Die Arbeit an vorhandenen Erfahrungen ist oft wichtiger als die Vorbereitung auf neue Erfahrungen
Die Erfahrungen, welche die Lernenden im Betrieb machen, werden handlungsleitend sein. In der Schule gelernte deklarative Konzepte haben Mühe sich dagegen durchzusetzen. Zudem sind viele dieser Konzepte zu vage, als dass sich konkrete Handlungspläne daraus ableiten liessen. Das bedeutet:
- Zumindest sobald Erfahrungen aus der Arbeit im Betrieb vorliegen, muss die Schule diese aufgreifen und damit arbeiten.
- Lernende bringen aber auch sonst immer bereits Vorerfahrungen mit. Will man mit ihnen ein neues Vorgehen einüben, muss man dies berücksichtigen.
- Alle Überlegungen hier gelten selbstverständlich auch für die Gestaltung wirksamer Veranstaltungen in der Lehrerbildung!
Die Lernsituation muss der Anwendungssituation ähnlich sein
Neue Erfahrungen und auch das darin eingebettete Wissen der anderen Systeme werden in der Anwendungssituation nur aktiv, wenn sie auch erinnert werden. Dies ist umso eher der Fall, je ähnlicher für die Lernenden die Lernsituation – in der die neuen Erfahrungen entstehen – und die Anwendungssituation sind. Das bedeutet:
- Unterricht muss den Bezug zur Anwendungssituation herstellen.

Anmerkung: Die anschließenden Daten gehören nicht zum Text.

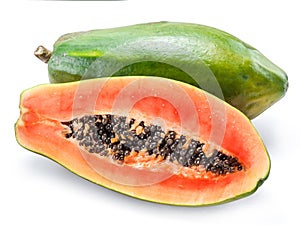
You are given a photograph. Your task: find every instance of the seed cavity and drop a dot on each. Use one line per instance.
(118, 137)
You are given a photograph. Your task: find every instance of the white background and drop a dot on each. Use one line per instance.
(35, 190)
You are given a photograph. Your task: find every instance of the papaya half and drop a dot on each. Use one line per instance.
(199, 55)
(133, 135)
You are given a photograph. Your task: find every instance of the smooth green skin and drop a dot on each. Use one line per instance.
(245, 78)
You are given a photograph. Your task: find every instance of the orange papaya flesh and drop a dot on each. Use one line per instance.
(151, 138)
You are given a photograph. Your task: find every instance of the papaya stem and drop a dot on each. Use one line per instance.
(42, 53)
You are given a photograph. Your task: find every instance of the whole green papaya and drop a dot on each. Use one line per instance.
(200, 55)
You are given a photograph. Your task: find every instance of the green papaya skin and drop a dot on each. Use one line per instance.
(181, 51)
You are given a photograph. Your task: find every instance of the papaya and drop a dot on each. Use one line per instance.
(196, 54)
(131, 134)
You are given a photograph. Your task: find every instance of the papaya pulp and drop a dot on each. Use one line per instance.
(135, 136)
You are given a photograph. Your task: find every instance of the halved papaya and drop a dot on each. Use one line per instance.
(151, 138)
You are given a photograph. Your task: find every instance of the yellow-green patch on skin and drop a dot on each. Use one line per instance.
(93, 53)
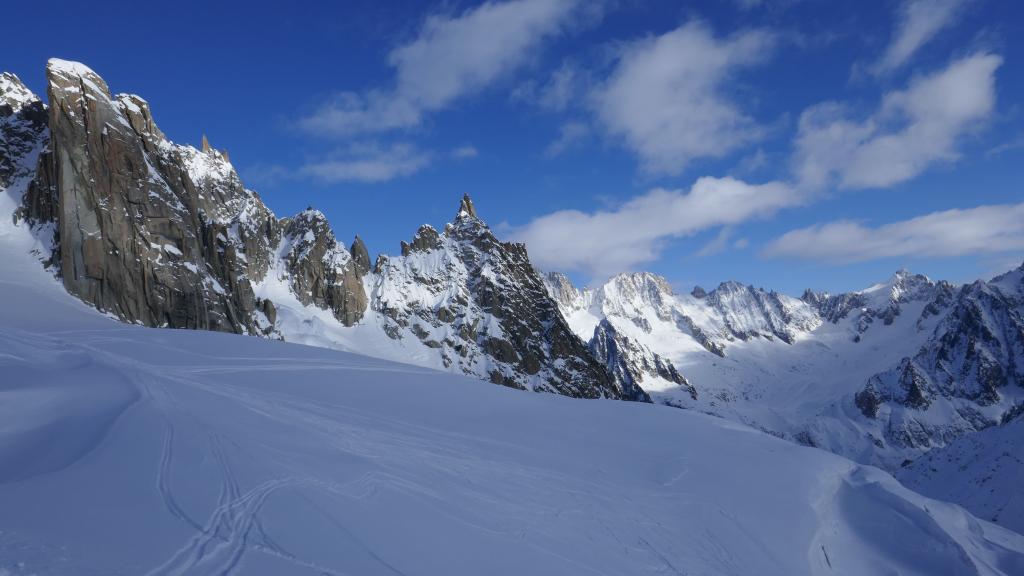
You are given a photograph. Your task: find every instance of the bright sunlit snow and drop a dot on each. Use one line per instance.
(127, 450)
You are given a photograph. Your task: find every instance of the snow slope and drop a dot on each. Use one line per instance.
(128, 450)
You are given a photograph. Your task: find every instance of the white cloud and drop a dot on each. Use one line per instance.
(669, 100)
(569, 134)
(920, 21)
(951, 233)
(369, 163)
(465, 152)
(718, 244)
(452, 56)
(606, 242)
(912, 129)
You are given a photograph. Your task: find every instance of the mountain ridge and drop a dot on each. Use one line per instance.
(166, 235)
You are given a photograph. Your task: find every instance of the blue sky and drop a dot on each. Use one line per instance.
(787, 144)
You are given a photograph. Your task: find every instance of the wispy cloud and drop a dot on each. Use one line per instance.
(951, 233)
(452, 56)
(919, 22)
(465, 152)
(557, 92)
(606, 242)
(569, 134)
(368, 163)
(669, 100)
(911, 129)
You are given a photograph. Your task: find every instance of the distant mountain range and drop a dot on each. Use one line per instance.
(911, 374)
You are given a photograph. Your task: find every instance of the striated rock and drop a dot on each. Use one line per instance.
(481, 300)
(360, 257)
(957, 382)
(322, 272)
(157, 234)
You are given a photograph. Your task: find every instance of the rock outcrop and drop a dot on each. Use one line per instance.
(167, 236)
(480, 303)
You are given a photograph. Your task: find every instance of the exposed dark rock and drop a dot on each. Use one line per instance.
(322, 272)
(360, 257)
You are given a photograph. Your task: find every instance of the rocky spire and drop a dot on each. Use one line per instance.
(360, 256)
(466, 209)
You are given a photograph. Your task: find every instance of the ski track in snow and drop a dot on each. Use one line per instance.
(128, 450)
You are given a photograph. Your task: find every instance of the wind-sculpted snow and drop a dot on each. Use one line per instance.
(241, 455)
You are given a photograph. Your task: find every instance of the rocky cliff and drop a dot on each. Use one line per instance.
(166, 235)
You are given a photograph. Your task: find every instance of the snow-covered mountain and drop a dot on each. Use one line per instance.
(884, 375)
(905, 374)
(165, 235)
(131, 450)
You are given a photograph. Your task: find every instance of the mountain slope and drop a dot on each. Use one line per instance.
(165, 235)
(270, 458)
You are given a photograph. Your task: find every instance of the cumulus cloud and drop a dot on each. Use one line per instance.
(569, 134)
(452, 56)
(369, 163)
(606, 242)
(919, 22)
(911, 130)
(668, 97)
(951, 233)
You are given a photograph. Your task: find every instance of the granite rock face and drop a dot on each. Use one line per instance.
(631, 364)
(479, 302)
(483, 306)
(167, 236)
(967, 377)
(322, 272)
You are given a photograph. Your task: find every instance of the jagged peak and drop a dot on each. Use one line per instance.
(426, 239)
(639, 279)
(69, 67)
(310, 214)
(466, 209)
(731, 286)
(68, 70)
(14, 93)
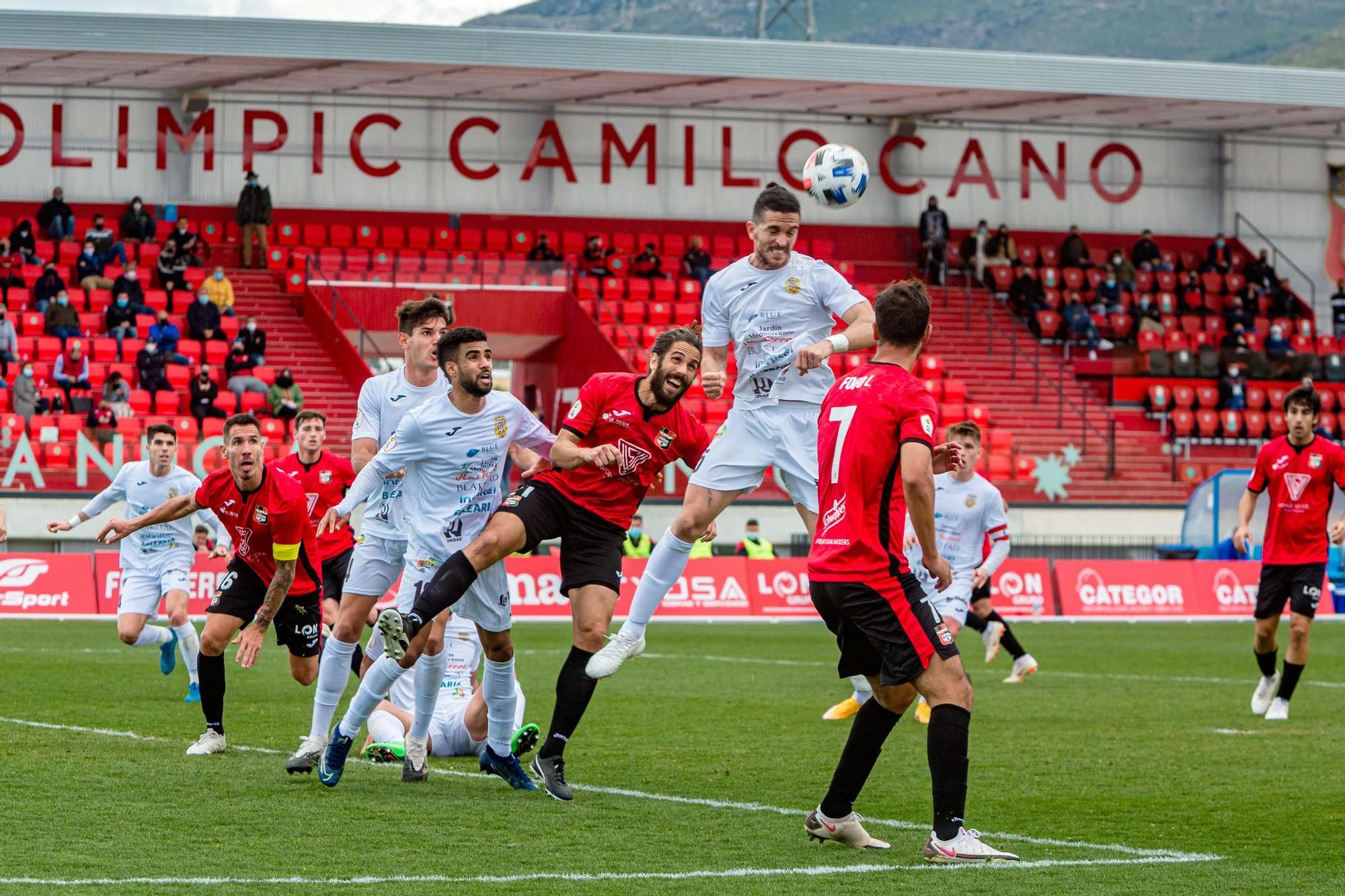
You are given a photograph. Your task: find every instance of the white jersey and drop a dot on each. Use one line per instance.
(769, 317)
(149, 549)
(384, 400)
(455, 464)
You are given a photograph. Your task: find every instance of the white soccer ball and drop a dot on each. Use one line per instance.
(836, 175)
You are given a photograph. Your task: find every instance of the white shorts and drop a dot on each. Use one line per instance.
(750, 442)
(375, 565)
(486, 603)
(142, 591)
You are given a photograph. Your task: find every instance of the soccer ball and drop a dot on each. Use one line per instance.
(836, 175)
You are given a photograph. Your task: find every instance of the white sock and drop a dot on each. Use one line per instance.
(189, 645)
(385, 728)
(430, 676)
(661, 573)
(333, 674)
(373, 689)
(501, 702)
(153, 635)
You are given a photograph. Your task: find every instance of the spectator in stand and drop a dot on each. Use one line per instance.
(1233, 389)
(239, 376)
(1074, 251)
(89, 270)
(188, 244)
(1147, 252)
(72, 370)
(934, 240)
(648, 264)
(24, 243)
(204, 318)
(48, 287)
(56, 218)
(221, 291)
(254, 216)
(204, 395)
(1001, 249)
(137, 224)
(63, 321)
(9, 343)
(696, 263)
(106, 243)
(1218, 257)
(286, 399)
(255, 341)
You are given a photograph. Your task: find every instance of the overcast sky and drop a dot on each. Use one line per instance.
(447, 13)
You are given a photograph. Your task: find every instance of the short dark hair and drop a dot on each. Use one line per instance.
(414, 313)
(161, 430)
(1307, 397)
(241, 420)
(775, 198)
(903, 313)
(450, 343)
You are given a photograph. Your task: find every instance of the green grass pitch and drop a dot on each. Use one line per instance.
(1130, 764)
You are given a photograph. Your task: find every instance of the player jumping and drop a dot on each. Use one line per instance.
(1299, 469)
(377, 560)
(454, 452)
(878, 460)
(157, 561)
(618, 436)
(272, 577)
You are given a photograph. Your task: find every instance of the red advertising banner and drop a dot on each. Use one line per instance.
(46, 584)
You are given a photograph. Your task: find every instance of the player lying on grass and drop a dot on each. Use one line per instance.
(459, 725)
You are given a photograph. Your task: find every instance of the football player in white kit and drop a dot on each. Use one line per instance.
(454, 454)
(384, 400)
(778, 309)
(155, 561)
(459, 725)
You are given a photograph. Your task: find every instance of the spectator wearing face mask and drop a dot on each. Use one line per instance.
(137, 224)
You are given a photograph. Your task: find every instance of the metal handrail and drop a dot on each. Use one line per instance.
(1239, 218)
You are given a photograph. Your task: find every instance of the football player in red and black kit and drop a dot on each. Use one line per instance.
(623, 430)
(876, 463)
(274, 577)
(1299, 470)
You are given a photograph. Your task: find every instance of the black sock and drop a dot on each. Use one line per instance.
(1008, 639)
(946, 747)
(871, 728)
(450, 583)
(212, 673)
(574, 690)
(1291, 681)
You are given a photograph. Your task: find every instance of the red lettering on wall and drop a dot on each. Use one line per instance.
(551, 132)
(783, 163)
(886, 171)
(455, 150)
(205, 124)
(645, 143)
(1031, 159)
(59, 158)
(1137, 177)
(728, 178)
(251, 145)
(358, 155)
(961, 175)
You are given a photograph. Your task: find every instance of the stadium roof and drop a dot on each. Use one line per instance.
(176, 54)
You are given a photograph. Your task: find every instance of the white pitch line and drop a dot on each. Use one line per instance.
(691, 801)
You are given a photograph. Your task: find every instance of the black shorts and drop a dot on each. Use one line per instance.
(886, 628)
(591, 546)
(298, 623)
(1300, 584)
(334, 573)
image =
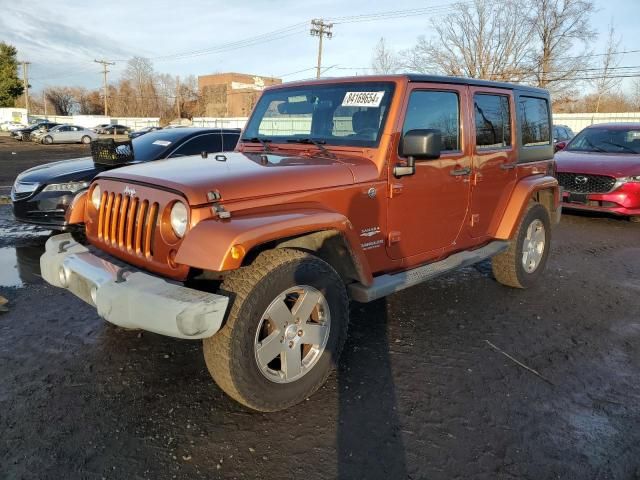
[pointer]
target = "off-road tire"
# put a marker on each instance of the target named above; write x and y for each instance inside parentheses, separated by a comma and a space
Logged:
(229, 354)
(507, 266)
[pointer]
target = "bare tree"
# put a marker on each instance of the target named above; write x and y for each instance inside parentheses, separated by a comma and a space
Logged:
(384, 60)
(62, 100)
(141, 76)
(88, 101)
(605, 80)
(560, 26)
(489, 40)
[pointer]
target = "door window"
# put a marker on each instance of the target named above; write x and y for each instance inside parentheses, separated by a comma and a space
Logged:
(534, 115)
(229, 141)
(435, 110)
(493, 121)
(211, 143)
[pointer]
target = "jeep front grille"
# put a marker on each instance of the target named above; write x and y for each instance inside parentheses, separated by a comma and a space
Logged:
(127, 223)
(583, 183)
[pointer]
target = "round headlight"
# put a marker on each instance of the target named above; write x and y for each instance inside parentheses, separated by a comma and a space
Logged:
(96, 197)
(179, 219)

- Unter Umständen brauchen die Lernenden Unterstützung dabei, alte Gewohnheiten zu überwinden, damit sich die neuen Erfahrungen durchsetzen können.
Anwendungsprobleme Behandeln ist mindestens so wichtig wie Erklären und Üben
Deklarative Konzepte, Rezepte, Regeln etc. und auch gut prozeduralisierte Routinen im prozeduralen System wenden sich nicht von selbst an. Beim Aufbau entsprechender Erfahrungen, welche diese Wissensstücke einbetten können, treten immer wieder Anwendungsprobleme auf, auf die beispielsweise das neu gelernte deklarative Konzept keine Antwort hat. Das bedeutet:
- Die Frage, was es bedeuten würde, die neue gelernten Inhalte im Betrieb anzuwenden, braucht in der Schule viel Platz.
- Die Hauptschwierigkeit beim Erlernen eines neuen Vorgehens sind die auftretenden Anwendungsprobleme. Sie müssen sorgfältig behandelt werden.
Denkwerkzeuge sollten situationsbezogen sein
Je abstrakter Konzepte, Regel, Verfahrensvorschriften etc. sind, umso grösser sind die Anwendungsprobleme, die überwunden werden müssen, umso schwieriger ist es, diese Konzepte für eine bestimmte Situation zu konkretisieren. Das bedeutet:
- Verwendete Konzepte sollten nicht abstrakter sein, als nötig.
- Abstraktion, d.h. die Einsicht, dass zwei im Alltag als unterschiedlich erlebte Situationen sich auf einer abstrakten Ebene ähnlich sind, ist oft keine Voraussetzung für Handlungsfähigkeit, sondern ein Bonus für intellektuell interessierte.
- Der Transfer von Wissen aus einer Art von Situationen in eine andere Art ist oft nicht über Abstraktion möglich, sondern muss „horizontal“ erfolgen.